A La Palma de Bellafila no se llega por casualidad: no está en una zona céntrica y de paso (sino más bien en una callejuela del Gòtic) y su cocina, no es tendencia. Y esa es la gracia. Y ese es el espíritu con el cual Judith Giménez y Albert Rial enfocaron el proyecto, enrolando a un cocinero de carácter y trayectoria profesional propia, Jordi Parramón. Alineados, visualizaron el restaurante al cual ellos mismo acudirían para disfrutar. “Para los restauradores es una responsabilidad mantener la cultura gastronómica, ofreciendo a los comensales platos que trascienden a las cocinas domésticas”, asegura Giménez. Y su clientela, casi en su totalidad local, seguro que está de acuerdo con ella. En La Palma de Bellafila no solo hay platillos que gritan territorio, también ofrecen una relación calidad-precio más que asequible, respetuosa.
La pareja de restauradores regentan desde hace tiempo la Bodega La Palma, conocida por sus bravas o por sus croquetas de calamar, un tapeo que se inició cuando al coger la gestión de esta bodega centenaria empezaron a ofrecer quesos y embutidos seleccionados de productores cercanos, vino de bota y algo de cocina de ensamblaje. Cuando el vecino El Pla cerró, vieron la oportunidad de llevar allá una cocina más elaborada. Es justo en ese punto cuando Jordi Perramón se cruza en sus caminos y detectan, hablando, que los tres hablan un (a su pesar, raro) lenguaje común: el restaurante serviría cocina catalana actualizadas. Y esa actualización no llegaría con la fusión ni el mestizaje, sino con la adaptación del recetario a un paladar que no busca tanta potencia de sabor, sino equilibrio. Una cocina, quizás, menos contundente en cuanto a grasas, pero sabrosa y delicada. De alguna manera, cuando despejas un plato de la intensidad y la potencia, lo que te queda sigue siendo sabor y trabajar con ese sabor, digamos, primigenio, requiere de sensibilidad. Este trío la tiene a raudales.
Probamos las sardinas marinadas con uva, cuyo origen está en la verema, la patata en su jugo y trufa, el delicioso calamar relleno (Albert recuerda esos calamares rellenos de la infancia con patas, aletas, carne, huevo duro y al probar este plato, eclosionan recuerdos comunes) y el cordero a la mostaza, en una cama de acelgas que saben a gloria. Dejamos para una siguiente ocasión las costillitas de conejo, el pollo con cigalas o el fricandó. Lo que no perdonamos es un postre que nos ha emocionado: el higo confitado con chocolate amargo y aceite menta.
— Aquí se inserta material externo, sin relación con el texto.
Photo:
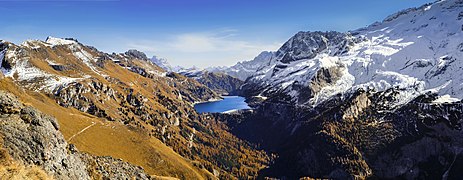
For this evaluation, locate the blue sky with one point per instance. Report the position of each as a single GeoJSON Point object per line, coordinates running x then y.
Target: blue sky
{"type": "Point", "coordinates": [188, 32]}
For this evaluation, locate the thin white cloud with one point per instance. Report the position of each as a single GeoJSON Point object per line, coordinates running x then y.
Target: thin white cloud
{"type": "Point", "coordinates": [205, 49]}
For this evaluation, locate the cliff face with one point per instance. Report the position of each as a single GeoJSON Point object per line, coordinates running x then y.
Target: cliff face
{"type": "Point", "coordinates": [128, 89]}
{"type": "Point", "coordinates": [220, 82]}
{"type": "Point", "coordinates": [33, 138]}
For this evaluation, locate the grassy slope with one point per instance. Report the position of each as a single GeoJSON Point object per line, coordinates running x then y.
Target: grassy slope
{"type": "Point", "coordinates": [111, 138]}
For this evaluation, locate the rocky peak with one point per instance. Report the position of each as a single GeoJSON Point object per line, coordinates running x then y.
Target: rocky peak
{"type": "Point", "coordinates": [33, 138]}
{"type": "Point", "coordinates": [136, 54]}
{"type": "Point", "coordinates": [307, 45]}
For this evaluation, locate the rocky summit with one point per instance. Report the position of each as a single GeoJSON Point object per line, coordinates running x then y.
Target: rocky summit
{"type": "Point", "coordinates": [379, 102]}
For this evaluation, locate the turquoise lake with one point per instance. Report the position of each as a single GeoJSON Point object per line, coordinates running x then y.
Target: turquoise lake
{"type": "Point", "coordinates": [227, 104]}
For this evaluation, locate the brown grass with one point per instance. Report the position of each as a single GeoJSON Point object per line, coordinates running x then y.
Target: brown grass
{"type": "Point", "coordinates": [111, 138]}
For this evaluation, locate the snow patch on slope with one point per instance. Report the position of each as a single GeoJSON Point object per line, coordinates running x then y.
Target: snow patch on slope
{"type": "Point", "coordinates": [59, 41]}
{"type": "Point", "coordinates": [416, 50]}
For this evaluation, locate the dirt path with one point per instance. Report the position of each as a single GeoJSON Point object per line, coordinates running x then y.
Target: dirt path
{"type": "Point", "coordinates": [81, 131]}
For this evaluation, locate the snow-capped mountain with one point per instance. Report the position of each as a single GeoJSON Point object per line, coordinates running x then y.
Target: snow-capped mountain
{"type": "Point", "coordinates": [242, 70]}
{"type": "Point", "coordinates": [416, 50]}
En cuanto se prueba la cocina de Parramón en La Palma de Bellafila, todo lo leído sobre ellos hasta la fecha y todo lo escuchado conversando con ellos, encaja como un puzzle, porque es honesto y veraz. “Nos enorgullece ofrecer cocina de aquí, con ‘seny’ y a un precio razonable”, explica Albert, “comer y que sea un ejercicio saludable es posible, sin contundencia, disfrutando desde la ligereza de los sabores más sutiles”. Nos enamoramos de los detalles que apuntalan el discurso: desde la cuchara que siempre regresa a la mesa en cada cambio de cubertería (que permite dejar el plato limpio, a cucharadas ávidas y sin pan) a la selección de vinos de Alain Salamano, poblada de referencias catalanas que van de la mano con la cocina y su visión de equilibrio, elegancia y sutileza.
Tienen razón: la restauración tiene una responsabilidad pedagógica. Mantener la tradición es importante, y adaptarla es la mejor forma que perviva y evolucione con los paladares coetáneos. Aunque no es nada nuevo, porque ya lo defendía Santi Santamaria cuando arreciaban vientos que forzaban la mirada hacia la creatividad al servicio de la técnica, es importante que existan proyectos tan coherentes y especiales como este restaurante. Salimos de aquí con ligereza de estómago y de alma, y con dos nombres por investigar: el proyecto de café de Blai Delsams en Balaguer y encontrar libros (que están descatalogados) del gastrónomo Pere Sans.